In 2022, two men were critically wounded in a hail of bullets in Back of the Yards. The next day, a Public Safety Administration director complained to a ShotSpotter executive that the company’s senors failed to detect the shooting. Internal company emails show ShotSpotter executives blamed the miss on three downed sensors in the vicinity, didn’t know when the company would be able to repair them—and said they could not admit that to city officials. Data we obtained from CPD shows the department reported hundreds of similarly missed shootings to ShotSpotter in 2023.
two: Secret Sensors
In 2019, the French billboard company JCDecaux asked ShotSpotter to monitor the areas around several electronic billboards it claimed had been shot at in police districts on the far Northwest Side. With CPD’s blessing, ShotSpotter quietly installed its sensors around the billboards, which are in neighborhoods that have some of the lowest levels of gun violence in Chicago. Before our investigation, neither the City nor ShotSpotter had publicly acknowledged these neighborhoods had sensors in them.
Several cities, such as Dayton, San Diego, and San Antonio have canceled ShotSpotter contracts, and Mayor Brandon Johnson is attempting to cancel Chicago’s contract as well. But internal company emails we obtained show that in some cities where contracts were canceled, ShotSpotter quietly kept its sensors listening—and even provided surveillance information to police.
three: lobbying city hall
In November 2023, the day before the City Council voted on Mayor Johnson’s 2024 budget, ShotSpotter’s CEO told investors in an earnings call that there was a line item in the budget for acoustic gunshot surveillance technology. But both the CEO and a spokesperson for the mayor denied anyone had given the company any indication the contract would be extended.

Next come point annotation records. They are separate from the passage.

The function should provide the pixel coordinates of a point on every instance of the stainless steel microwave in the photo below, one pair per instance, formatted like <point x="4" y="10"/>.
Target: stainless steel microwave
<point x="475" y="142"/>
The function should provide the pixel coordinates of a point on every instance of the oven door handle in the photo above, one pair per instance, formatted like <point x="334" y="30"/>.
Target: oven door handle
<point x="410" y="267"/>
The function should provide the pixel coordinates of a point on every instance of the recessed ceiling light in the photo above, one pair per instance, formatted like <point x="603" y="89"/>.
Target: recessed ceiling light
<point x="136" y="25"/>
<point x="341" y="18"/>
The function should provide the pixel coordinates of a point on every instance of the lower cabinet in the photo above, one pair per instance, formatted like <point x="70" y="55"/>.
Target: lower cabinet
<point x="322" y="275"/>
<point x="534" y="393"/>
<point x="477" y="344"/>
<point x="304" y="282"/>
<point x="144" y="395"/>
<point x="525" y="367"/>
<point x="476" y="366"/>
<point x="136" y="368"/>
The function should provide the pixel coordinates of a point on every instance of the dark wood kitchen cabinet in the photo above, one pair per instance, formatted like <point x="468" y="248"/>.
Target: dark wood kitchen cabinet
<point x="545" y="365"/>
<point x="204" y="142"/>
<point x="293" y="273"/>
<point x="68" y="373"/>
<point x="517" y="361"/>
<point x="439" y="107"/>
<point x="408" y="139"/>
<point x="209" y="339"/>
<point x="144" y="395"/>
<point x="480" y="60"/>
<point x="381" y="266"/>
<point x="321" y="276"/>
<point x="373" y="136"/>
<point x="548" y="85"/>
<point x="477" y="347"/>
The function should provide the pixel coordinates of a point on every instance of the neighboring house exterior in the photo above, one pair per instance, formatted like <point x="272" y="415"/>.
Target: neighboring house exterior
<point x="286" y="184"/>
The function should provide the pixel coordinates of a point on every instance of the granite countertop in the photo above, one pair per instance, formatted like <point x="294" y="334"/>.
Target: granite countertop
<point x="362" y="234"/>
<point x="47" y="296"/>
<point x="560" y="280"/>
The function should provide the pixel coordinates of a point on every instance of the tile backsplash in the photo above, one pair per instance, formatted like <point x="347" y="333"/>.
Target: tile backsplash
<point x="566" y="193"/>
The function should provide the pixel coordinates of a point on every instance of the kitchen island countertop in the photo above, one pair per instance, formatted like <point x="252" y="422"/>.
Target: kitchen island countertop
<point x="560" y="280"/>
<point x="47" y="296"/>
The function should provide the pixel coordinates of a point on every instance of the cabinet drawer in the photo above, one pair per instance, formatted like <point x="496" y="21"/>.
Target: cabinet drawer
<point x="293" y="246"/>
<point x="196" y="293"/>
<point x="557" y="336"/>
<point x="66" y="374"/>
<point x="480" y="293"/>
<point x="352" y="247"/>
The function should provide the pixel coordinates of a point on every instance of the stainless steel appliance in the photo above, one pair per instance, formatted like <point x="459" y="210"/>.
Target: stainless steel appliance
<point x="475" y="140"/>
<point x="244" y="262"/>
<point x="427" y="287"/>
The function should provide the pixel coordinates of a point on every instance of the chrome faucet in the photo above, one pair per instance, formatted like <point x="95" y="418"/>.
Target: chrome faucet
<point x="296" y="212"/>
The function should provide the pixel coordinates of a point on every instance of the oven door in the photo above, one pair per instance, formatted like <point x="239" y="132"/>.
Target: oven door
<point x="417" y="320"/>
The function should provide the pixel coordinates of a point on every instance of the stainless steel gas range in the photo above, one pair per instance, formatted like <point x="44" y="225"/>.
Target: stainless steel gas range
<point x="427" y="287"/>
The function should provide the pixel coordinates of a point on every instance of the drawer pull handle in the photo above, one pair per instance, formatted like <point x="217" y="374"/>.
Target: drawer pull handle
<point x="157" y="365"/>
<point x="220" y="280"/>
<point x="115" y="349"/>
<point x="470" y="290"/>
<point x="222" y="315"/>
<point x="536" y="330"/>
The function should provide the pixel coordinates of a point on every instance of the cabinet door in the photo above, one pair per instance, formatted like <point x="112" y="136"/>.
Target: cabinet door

After Johnson was elected, ShotSpotter CEO Ralph Clark issued a public statement congratulating him. That same day, Clark sent an email to employees that blamed the company’s share price drop on Johnson’s victory and said executives planned to lobby support for renewing the contract. Emails obtained from the Mayor’s Office reveal how that lobbying effort played out—and show executives met with a mayoral advisor days before the 2024 budget vote in City Council.
After Mayor Johnson announced he wouldn’t renew ShotSpotter’s contract, City Council members launched a bid to force him to keep it in their wards. As part of that effort, they commissioned a CPD report that compared police response times to ShotSpotter and 911 to bolster their case. We obtained the report via a public-records request and revealed that a footnote in it admitted its underlying data was inaccurate.
Corporations run the United States and now I see they run the city of Chicago as well.